Graduate School of Education, Professor
Research Fields: Social sciences, Education, Education on school subjects and activities
In this book, I focus on Tatsuyuki Takano (1876–1947), who not only contributed to the development of national music during an era that saw the establishment of the modern state and school-based education system in Japan but also continued to exert himself for the inheritance and development of Japan’s own culture as a folk heritage. While engaging in the preparation of national textbooks at the Ministry of Education, Takano also devoted himself to the study and preservation of traditional Japanese music as a professor at the Tokyo Academy of Music. Even while toiling in a milieu that would determine the direction of state-level education, language, and music, his enormous achievements and the thoughts incorporated therein confronted an essential question rooted in the context of their own culture: “What should our songs be?”
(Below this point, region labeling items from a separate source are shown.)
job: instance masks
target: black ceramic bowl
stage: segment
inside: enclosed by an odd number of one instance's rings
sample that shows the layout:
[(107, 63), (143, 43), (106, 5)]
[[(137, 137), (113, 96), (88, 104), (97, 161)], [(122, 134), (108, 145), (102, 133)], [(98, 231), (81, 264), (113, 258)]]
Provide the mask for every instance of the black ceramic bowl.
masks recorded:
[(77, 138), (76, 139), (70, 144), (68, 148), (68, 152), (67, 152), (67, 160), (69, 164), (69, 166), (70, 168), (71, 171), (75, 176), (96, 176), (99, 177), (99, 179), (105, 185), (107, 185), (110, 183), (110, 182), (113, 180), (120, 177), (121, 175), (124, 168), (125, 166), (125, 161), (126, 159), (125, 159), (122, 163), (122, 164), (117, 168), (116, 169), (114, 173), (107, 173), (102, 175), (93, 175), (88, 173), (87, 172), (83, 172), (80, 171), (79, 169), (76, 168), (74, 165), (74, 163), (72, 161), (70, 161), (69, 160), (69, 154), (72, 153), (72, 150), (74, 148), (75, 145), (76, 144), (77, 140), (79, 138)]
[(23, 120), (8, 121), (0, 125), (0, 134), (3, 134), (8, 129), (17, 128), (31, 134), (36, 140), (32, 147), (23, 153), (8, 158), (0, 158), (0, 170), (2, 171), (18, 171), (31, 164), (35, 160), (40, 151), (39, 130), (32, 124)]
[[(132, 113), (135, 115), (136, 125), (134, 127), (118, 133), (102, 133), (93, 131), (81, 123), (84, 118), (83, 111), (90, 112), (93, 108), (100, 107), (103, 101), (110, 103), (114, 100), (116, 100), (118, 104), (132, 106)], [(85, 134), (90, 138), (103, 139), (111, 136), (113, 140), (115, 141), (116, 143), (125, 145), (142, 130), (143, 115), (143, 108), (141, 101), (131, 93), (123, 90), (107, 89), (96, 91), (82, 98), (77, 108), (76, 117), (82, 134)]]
This is an important question that resonates even today. In an era when songs were sung as per the set norms regarding the score, Takano avoided getting tangled up in questions of convention or skill, insisting instead on the importance of everyone freely being able to express their own ideas through song. Further, in his major work Nihon kayō-shi [“A History of Japanese Song”] (1926), Takano surveyed history from the ancient period to the modern, illustrating the cyclical process of Japan’s surprising encounters with new musical cultures from overseas, followed by their imitation, assimilation, and reconciliation. Even while incorporating new extrinsic music cultures, he argued that the fact that music culture is constantly evolving, a constantly changing vitality is more important than the formation of a classical canon, and that during the process of transmission, songs would be unique to the culture.
Hence, even in the contemporary period of ongoing globalization, Takano’s work offers us many insights on reconsidering the potential of songs to be viewed as our own culture.